Since FTX, the cryptocurrency industry has been desperate for proof that the last prominent exchange standing, Binance, is solvent. Binance’s CEO, CZ, promised us an audit that would prove without a doubt that they are well collateralized. Well, Binance’s audit is here, and it’s hardly the security blanket we all needed this winter.
Feel free to check it out yourself, it isn’t very long, but it is full of jargon.
How this audit works
Binance contracted an audit firm Mazars to build this report. Basically, Binance asked them to perform a specific assessment of their holdings called an “Agreed-Upon Procedure” or AUP. This specifies the type of data Binance will be providing and the scope of the audit, and what Mazars is to look for.
It’s like telling your mechanic you want your brakes checked. But unlike your mechanic, an audit firm will not check things outside the scope of the AUP. Furthermore, they will not even tell you if the AUP you have agreed to is appropriate for what you are trying to do.
An AUP engagement involves us performing the procedures that have been agreed with Binance, and reporting the findings, which are the factual results of the AUP performed. We make no representation regarding the
appropriateness of the AUP.
Paragraph 4, BINANCE CAPITAL MANAGEMENT CO. LTD. (“BINANCE”) – PROOF OF RESERVE (“POR”) REPORT
Returning to the mechanic analogy, say your brakes are squealing, and you tell your mechanic you think it’s a problem with your brake light. If your mechanic operates like an audit firm, he’ll check your brake light and send you on your way with squealing brakes.

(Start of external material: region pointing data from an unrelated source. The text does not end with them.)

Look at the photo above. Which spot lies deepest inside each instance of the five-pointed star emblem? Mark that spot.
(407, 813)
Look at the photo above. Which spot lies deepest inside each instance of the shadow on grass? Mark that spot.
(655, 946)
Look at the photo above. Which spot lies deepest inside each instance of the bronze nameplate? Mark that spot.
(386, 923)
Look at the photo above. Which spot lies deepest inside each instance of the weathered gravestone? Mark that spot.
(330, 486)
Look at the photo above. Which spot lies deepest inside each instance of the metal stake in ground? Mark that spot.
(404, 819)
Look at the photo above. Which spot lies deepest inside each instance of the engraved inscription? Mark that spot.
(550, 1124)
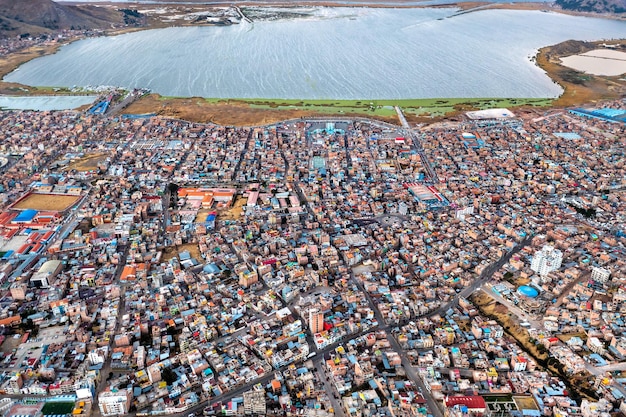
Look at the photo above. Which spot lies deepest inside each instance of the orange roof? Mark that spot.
(10, 320)
(129, 273)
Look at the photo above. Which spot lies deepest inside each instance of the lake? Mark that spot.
(44, 103)
(330, 53)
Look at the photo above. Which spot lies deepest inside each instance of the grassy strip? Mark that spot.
(433, 107)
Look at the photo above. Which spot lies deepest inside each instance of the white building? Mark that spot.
(546, 260)
(316, 320)
(600, 274)
(116, 402)
(254, 402)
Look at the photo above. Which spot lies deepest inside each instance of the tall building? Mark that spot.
(546, 260)
(116, 402)
(316, 320)
(600, 274)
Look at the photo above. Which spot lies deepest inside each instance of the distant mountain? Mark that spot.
(594, 6)
(36, 17)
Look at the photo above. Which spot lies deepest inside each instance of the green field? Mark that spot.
(416, 107)
(56, 408)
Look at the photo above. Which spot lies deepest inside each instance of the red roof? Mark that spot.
(470, 401)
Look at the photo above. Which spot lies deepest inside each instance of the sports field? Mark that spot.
(47, 202)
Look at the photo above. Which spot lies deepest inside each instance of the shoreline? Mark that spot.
(262, 110)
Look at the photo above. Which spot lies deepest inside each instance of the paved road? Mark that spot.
(483, 278)
(433, 406)
(330, 389)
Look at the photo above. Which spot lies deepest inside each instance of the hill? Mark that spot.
(36, 17)
(594, 6)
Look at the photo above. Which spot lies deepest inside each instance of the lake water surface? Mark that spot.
(44, 103)
(337, 53)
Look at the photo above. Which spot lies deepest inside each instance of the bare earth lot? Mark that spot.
(47, 202)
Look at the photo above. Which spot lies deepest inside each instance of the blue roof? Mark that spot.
(26, 215)
(528, 291)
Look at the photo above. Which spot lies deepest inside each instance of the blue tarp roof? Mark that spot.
(26, 215)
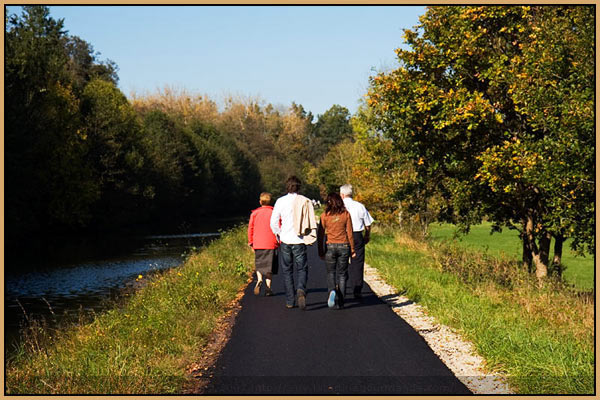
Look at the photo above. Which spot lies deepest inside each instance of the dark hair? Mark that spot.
(335, 204)
(292, 185)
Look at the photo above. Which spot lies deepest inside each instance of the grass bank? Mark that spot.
(142, 346)
(579, 269)
(542, 338)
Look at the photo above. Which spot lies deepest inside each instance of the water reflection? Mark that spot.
(81, 275)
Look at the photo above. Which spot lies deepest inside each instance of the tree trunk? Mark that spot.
(527, 253)
(557, 259)
(558, 242)
(540, 255)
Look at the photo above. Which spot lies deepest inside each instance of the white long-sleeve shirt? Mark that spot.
(358, 212)
(284, 211)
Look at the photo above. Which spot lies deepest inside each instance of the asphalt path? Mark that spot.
(363, 349)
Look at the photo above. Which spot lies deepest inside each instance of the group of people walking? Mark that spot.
(290, 226)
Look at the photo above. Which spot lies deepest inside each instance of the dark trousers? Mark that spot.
(293, 255)
(356, 268)
(336, 261)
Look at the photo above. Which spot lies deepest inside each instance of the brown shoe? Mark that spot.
(301, 300)
(257, 288)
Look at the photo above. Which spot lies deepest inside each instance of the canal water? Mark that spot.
(70, 276)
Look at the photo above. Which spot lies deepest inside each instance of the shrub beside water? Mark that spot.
(143, 345)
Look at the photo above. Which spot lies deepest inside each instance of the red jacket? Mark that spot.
(260, 235)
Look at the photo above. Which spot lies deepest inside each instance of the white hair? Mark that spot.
(346, 190)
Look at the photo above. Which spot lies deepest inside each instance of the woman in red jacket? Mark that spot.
(264, 243)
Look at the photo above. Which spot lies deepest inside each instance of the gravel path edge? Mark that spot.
(458, 354)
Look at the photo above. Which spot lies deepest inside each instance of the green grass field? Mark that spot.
(579, 270)
(541, 338)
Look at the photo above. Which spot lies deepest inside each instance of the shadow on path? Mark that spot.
(363, 349)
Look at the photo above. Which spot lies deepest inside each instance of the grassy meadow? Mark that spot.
(541, 338)
(579, 269)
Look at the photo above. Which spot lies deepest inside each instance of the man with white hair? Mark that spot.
(361, 222)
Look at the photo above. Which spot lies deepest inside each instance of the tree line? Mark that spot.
(490, 115)
(81, 155)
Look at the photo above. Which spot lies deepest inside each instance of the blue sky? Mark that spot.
(316, 56)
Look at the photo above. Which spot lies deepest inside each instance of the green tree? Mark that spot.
(331, 128)
(47, 181)
(113, 137)
(461, 107)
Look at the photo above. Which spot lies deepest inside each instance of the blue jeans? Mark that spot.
(293, 254)
(336, 261)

In a way, this is what Binance did. Binance’s audit report clearly states in the opening paragraph the following:
Our report is solely for the purposes of offering Binance’s customers and prospective customers additional transparency and reassurance that their In-Scope Assets are collateralized, exist on the blockchain(s) and are under the control of Binance at the below mentioned reporting date. For the purpose of this Agreed-Upon Procedures (“AUP”) engagement the term “collateralized” will be defined as where Binance’s In-Scope Assets are equal to or greater than the net liability of In-Scope Assets as per the Customer Liability Report owed to and receivable from customers.

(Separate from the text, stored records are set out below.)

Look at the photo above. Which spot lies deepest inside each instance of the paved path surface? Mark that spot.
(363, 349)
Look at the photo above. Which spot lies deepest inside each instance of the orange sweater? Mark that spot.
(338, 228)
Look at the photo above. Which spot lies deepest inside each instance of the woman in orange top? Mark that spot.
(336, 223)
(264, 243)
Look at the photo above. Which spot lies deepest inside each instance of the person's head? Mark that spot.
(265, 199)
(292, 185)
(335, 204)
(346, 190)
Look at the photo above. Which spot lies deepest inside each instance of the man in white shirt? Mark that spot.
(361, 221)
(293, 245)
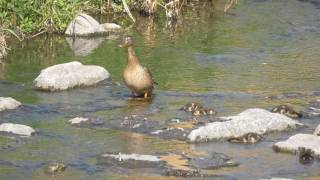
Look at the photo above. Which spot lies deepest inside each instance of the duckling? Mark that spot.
(306, 156)
(56, 168)
(203, 111)
(193, 106)
(286, 110)
(247, 138)
(136, 77)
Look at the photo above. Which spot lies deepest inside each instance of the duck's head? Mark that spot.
(127, 42)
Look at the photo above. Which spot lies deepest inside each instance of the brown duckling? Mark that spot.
(286, 110)
(137, 78)
(203, 111)
(193, 106)
(247, 138)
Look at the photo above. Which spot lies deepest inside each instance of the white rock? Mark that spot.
(77, 120)
(308, 141)
(137, 157)
(258, 121)
(317, 131)
(18, 129)
(70, 75)
(84, 25)
(8, 103)
(111, 27)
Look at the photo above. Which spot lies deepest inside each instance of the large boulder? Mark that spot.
(307, 141)
(258, 121)
(17, 129)
(70, 75)
(84, 25)
(8, 103)
(83, 46)
(317, 131)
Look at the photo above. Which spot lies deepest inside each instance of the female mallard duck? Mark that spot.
(137, 78)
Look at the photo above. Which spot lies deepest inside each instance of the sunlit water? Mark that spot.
(227, 61)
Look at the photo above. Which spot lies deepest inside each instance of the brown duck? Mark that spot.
(137, 78)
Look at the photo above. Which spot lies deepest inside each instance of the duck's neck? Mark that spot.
(132, 58)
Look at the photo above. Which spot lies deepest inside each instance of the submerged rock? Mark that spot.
(213, 161)
(317, 131)
(111, 27)
(292, 145)
(170, 164)
(8, 103)
(69, 75)
(130, 160)
(258, 121)
(78, 120)
(84, 25)
(247, 138)
(17, 129)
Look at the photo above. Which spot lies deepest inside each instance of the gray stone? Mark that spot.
(83, 46)
(8, 103)
(258, 121)
(84, 25)
(18, 129)
(111, 27)
(317, 131)
(292, 145)
(69, 75)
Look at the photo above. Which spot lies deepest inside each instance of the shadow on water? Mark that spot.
(256, 56)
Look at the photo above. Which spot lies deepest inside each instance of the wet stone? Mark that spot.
(314, 109)
(130, 161)
(197, 109)
(247, 138)
(306, 156)
(317, 131)
(213, 161)
(286, 110)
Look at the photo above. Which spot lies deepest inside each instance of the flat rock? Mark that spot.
(317, 131)
(84, 25)
(8, 103)
(307, 141)
(256, 120)
(78, 120)
(70, 75)
(111, 27)
(17, 129)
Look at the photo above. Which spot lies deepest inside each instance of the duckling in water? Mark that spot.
(306, 156)
(203, 111)
(137, 78)
(247, 138)
(56, 168)
(190, 107)
(286, 110)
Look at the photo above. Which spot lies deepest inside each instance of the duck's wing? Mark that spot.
(150, 74)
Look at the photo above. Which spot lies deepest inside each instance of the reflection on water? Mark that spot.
(226, 61)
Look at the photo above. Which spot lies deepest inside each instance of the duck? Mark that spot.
(136, 77)
(286, 110)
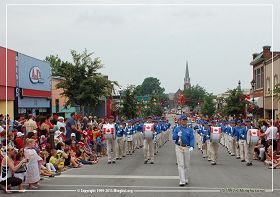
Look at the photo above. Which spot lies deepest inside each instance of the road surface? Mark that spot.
(161, 179)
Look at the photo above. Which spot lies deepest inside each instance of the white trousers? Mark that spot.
(148, 149)
(183, 161)
(249, 151)
(119, 147)
(242, 144)
(111, 150)
(214, 146)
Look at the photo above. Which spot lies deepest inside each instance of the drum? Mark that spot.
(253, 136)
(216, 134)
(148, 130)
(108, 132)
(129, 138)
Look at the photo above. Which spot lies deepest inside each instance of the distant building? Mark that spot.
(59, 101)
(187, 80)
(263, 76)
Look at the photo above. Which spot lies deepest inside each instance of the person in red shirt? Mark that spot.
(48, 121)
(19, 141)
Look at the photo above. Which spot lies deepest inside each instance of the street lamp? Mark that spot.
(120, 92)
(253, 84)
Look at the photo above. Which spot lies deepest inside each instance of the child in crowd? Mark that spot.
(57, 161)
(33, 171)
(21, 172)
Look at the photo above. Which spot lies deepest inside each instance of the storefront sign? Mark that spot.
(35, 75)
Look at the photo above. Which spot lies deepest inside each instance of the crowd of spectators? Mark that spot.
(44, 146)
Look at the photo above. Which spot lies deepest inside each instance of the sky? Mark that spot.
(138, 41)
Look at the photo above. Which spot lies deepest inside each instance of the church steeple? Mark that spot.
(187, 80)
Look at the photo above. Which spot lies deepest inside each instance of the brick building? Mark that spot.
(263, 76)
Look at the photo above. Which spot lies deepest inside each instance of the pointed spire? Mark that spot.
(187, 80)
(187, 71)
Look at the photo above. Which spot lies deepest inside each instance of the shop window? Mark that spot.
(275, 80)
(56, 105)
(259, 77)
(268, 85)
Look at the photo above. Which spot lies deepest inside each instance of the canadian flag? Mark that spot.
(148, 127)
(254, 132)
(216, 129)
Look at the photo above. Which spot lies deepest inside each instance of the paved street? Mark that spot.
(161, 179)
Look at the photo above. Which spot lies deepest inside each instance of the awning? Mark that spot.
(258, 101)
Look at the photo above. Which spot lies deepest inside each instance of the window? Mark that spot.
(262, 77)
(259, 77)
(267, 85)
(275, 82)
(56, 105)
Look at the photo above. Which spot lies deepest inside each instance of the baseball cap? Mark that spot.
(183, 117)
(19, 134)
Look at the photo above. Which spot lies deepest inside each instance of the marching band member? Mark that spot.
(184, 140)
(206, 141)
(129, 137)
(119, 141)
(109, 130)
(231, 133)
(157, 129)
(214, 146)
(124, 151)
(248, 148)
(242, 142)
(236, 139)
(148, 134)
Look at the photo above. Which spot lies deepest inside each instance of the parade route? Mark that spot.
(131, 177)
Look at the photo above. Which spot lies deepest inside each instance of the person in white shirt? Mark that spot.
(61, 123)
(30, 125)
(271, 132)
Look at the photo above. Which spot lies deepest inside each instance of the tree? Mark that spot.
(129, 103)
(56, 63)
(276, 91)
(150, 86)
(235, 104)
(208, 107)
(83, 85)
(153, 107)
(194, 95)
(220, 103)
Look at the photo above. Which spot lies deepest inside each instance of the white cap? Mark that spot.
(19, 134)
(57, 133)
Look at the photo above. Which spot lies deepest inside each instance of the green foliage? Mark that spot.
(129, 103)
(150, 86)
(56, 63)
(83, 85)
(235, 105)
(276, 91)
(220, 103)
(208, 107)
(153, 107)
(194, 95)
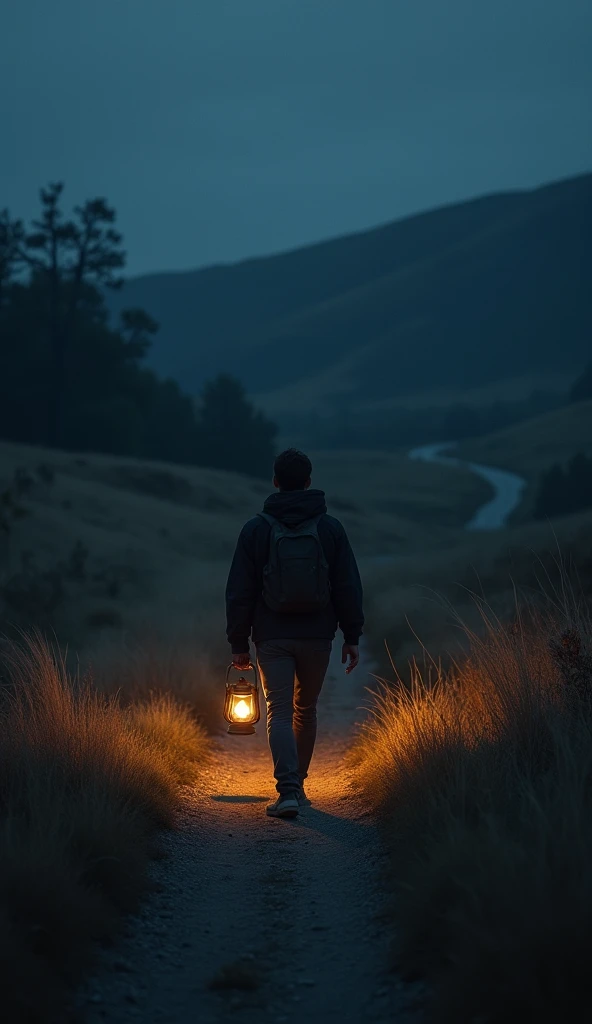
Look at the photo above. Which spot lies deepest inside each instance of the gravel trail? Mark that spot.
(291, 907)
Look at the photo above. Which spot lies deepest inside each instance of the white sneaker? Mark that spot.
(284, 807)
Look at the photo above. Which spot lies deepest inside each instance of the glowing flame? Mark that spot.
(242, 710)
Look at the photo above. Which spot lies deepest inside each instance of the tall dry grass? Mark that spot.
(84, 785)
(482, 780)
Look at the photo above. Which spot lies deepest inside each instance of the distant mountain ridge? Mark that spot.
(455, 297)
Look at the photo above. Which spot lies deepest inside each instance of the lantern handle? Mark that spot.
(252, 667)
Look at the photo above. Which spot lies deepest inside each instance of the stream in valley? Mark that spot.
(508, 487)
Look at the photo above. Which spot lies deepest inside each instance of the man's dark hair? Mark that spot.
(292, 469)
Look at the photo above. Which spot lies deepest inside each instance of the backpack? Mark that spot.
(296, 577)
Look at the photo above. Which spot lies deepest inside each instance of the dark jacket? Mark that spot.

For the purpose of this engagement the customers’ spot, options, margin, futures, funding, loan andearn accounts for bitcoin (“BTC”) and wrapped bitcoin (“BBTC” and “BTCB”) held on the Bitcoin, Ethereum, BNB Chain and Binance Smart Chain blockchains will be defined as the In-Scope Assets.
In plain English, the audit firm is confirming that they are only checking three things:
- Does Binance have enough BTC and wrapped BTC to cover customer BTC deposits?
- Does the BTC Binance claims to have exist on the blockchain?
- Does Binance have control of the addresses that hold this BTC?
The Good
Before we get into the issues with the scope of this audit, let’s address these questions. For questions 2 and 3, the answer is a simple yes! Hooray!
Question 1 is a bit more complicated. If you only count customer deposits as liabilities, then Binance is over-collateralized at 101%. However, if you include loans Binance has made to customers borrowing BTC, they are only capitalized at 97%. This isn’t too bad, assuming those loans were made to customers who deposited collateral that was out of the scope of this audit. Theoretically, if there was a massive BTC run on Binance, they could sell the collateral for more BTC.
The Bad
If you’re feeling giddy, hold your horses. This was just a BTC audit, and the data used to conduct the analysis was provided by Binance. What about all of their hundreds of other assets in custody? How can we trust their accounting practices? They’ve been completely unexamined.
Many professionals are scoffing at the idea of even calling this an audit.
The Conclusion
Does all this mean that Binance is the next FTX? Not quite. Full audits are expensive and take a lot of time. If we are being charitable, Binance has shown a lot of good faith in moving toward transparency with its new Proof of Reserves system. This latest report is also a step in the right direction, even if it’s not as big a step as we’d like.